Sunday, July 29, 2012

The disintermediation of the firm: The feature belongs to individuals

My experience with online outsourcing

I joined the Stern Business School, back in 2004. In my first couple of year, my research approach was pretty much a continuation of my PhD years: I was doing a lot of coding and experimentation myself. However, at some point I got tired to writing boring code: Crawlers, front-end websites, and other "non-research" pieces of code were not only uninteresting but were also a huge drain of time.

So, I started experimenting with hiring coders. First locally at NYU. Unfortunately, non-research student coders turned out to be a bad choice. They were not experienced enough to write good code, and were doing this task purely for monetary reasons, not for learning. I got nothing useful out of this. Just expensive pieces of crap code.

In summer of 2005, I started experimenting with online outsourcing. I tried eLance, Guru, and Rent-A-Coder.
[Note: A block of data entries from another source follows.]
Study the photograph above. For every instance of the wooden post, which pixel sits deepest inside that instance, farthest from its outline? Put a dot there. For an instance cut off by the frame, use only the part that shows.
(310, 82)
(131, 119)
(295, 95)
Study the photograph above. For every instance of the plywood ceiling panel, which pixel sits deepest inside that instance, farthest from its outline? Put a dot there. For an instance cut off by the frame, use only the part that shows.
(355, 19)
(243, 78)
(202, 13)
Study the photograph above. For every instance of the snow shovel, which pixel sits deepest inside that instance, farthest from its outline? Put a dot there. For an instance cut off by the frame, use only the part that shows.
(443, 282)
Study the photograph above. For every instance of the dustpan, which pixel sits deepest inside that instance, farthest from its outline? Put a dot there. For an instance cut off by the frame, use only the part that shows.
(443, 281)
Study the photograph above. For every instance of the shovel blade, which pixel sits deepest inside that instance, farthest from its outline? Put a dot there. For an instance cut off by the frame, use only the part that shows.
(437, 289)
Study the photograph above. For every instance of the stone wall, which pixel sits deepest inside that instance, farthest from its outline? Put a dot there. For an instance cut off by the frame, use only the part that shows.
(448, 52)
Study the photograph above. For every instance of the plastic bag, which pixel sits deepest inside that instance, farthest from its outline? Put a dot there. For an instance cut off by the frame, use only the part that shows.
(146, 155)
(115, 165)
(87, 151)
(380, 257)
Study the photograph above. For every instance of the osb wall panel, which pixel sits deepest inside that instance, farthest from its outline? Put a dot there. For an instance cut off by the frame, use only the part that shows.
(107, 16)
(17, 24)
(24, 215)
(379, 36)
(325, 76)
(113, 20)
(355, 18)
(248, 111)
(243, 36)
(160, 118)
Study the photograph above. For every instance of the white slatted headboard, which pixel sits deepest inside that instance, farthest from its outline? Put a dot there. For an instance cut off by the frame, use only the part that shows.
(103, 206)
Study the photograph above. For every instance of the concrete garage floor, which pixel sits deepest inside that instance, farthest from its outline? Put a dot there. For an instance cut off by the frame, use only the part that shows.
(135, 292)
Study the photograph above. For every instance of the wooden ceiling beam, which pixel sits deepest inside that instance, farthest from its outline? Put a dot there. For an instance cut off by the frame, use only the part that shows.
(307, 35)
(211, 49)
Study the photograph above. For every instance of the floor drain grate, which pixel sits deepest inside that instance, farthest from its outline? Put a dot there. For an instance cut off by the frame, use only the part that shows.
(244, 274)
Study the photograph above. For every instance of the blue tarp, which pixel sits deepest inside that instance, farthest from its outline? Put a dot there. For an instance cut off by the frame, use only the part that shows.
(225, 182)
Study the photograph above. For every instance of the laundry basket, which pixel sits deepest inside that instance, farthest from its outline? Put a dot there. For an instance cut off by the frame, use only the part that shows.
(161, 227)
I tentatively started posting there programming projects that were not interesting conceptually (e.g., "crawl this website and store the data in a CSV file", "grab the CSV data from that website and put them in a database", "create a demo website that does that", etc)

Quickly, I realized that this was a win-win situation: The code was completed quickly, the quality of the websites was much better than what I could prepare myself, and I was free to focus on my research. Once I started getting PhD students, outsourcing non-research coding requirements became a key part of my research approach: PhD time was too valuable to waste on writing crawlers and dealing with HTML parsing peculiarities.

Seven years of outsourcing: Looking back

Seven years have passed since my first outsourcing experiments. I thought it is now a good time to look back and evaluate.

Across all outsourcing sites (excluding Mechanical Turk), I realized that I had posted and hired contractors for a total of 235 projects. Honestly, I was amazed by the number but amortized this is just one project per 10 days, which is reasonably close to my expectations.

Given the reasonably large number of projects, I thought that I may be able to do some basic quantitative analysis to figure out what patterns lead to my own, personal satisfaction with the result. I started coding the results, adding variables that were both personal (how much did I care about the project? how detailed were the specs? how much did I want to spend?) and contractor-specific (past history, country of origin, communication while bidding, etc).

Quickly, even before finished coding, a pattern emerged: All the "exceeded expectations" projects were done by individual contractors or small teams of 2-3 people. All the "disappointments" were with contractors that were employees of a bigger contracting firm.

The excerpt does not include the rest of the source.